Guard your heart above all else, for it determines the course of your life. (Proverbs 4:23)
Relate: I know, this picture comes from a TV miniseries that reinterpreted the Wizard of Oz with a bit of a sci-fi twist. Honestly, I haven’t seen it and so can’t really comment much more on it than that. What I can comment on is the tin man in the story in the classic movie version of The Wizard of Oz. It is far more simple than what Frank Baum wrote in his book. The real “Tin Man” didn’t start out as a tin man. Before he became rusted to a standstill on the yellow brick road, the tin man was once a real woodsman (not a cop). He was in love with a beautiful maiden but the witch hated their love and so she cast one spell after another on this woodsman. Each time she did he lost a limb and it had to be replaced with an artificial appendage. Finally, a curse was spoken, the ax slipped, and it cut his heart in two. At this tragedy, he finally was fully refitted with tin and at first, he thought it was the greatest thing in the world. This tin woodsman was now a much harder worker, he was more efficient than ever and he needed far less rest than before. Leaving his fair maiden behind for longer and longer segments of time, the Tin Man became the most efficient and successful woodsman ever. Seeing that he still was not stopped, the witch sent a sudden rain where the woodsman was working. The tin man was caught unprepared and found himself stuck in place for a year with nothing to do but reflect. In this reflection, he realized then that losing his heart was the worst of all his misfortunes. By the time Dorothy, Toto, and the Scarecrow come by he had long since resolved to ask the wizard for a new one. (Isn’t it amazing what you miss out on when you watch a movie instead of reading a book?)
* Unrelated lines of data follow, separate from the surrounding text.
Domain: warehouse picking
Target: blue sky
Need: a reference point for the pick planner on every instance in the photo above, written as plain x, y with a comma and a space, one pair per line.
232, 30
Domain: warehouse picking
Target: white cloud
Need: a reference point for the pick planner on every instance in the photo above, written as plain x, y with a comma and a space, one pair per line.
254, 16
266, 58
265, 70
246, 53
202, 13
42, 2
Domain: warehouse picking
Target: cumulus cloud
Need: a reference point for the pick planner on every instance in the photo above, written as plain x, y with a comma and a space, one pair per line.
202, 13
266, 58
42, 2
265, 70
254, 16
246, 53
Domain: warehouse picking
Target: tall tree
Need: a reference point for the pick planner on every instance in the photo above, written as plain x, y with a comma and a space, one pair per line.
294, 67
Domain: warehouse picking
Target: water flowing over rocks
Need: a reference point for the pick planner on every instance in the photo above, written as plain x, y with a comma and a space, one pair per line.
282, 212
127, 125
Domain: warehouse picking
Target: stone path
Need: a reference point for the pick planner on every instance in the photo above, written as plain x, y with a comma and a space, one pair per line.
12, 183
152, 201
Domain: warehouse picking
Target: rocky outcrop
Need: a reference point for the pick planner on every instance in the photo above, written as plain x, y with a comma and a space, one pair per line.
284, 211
React: Like the tin woodman western society is absolutely full of men who think that hard work and productivity and efficiency are the greatest things in the world. Now don’t get me wrong, there is much to be said for a good old-fashioned strong work ethic. That said, how many have sacrificed something greater for that good? How often on his deathbed has a man said he wished he had spent more time at work? Have we been leaving our fair maidens by the roadside? Have we forgotten what, and who, we were working for in the first place? It is so easy, in the drudgery and monotony of daily living to lose the wonder of it all. That is why we so desperately need to guard our heart. For without it we are doomed to a life of passionless drudgery in this life and far worse in the life to come.
You are so beautiful. Your works are amazing and Your Creation is beautiful. This my heart knows very well, so Lord, help me to guard my heart that I might not forget. Let it always melt at the joy of Your Creation and let it always break at the agony of the cross.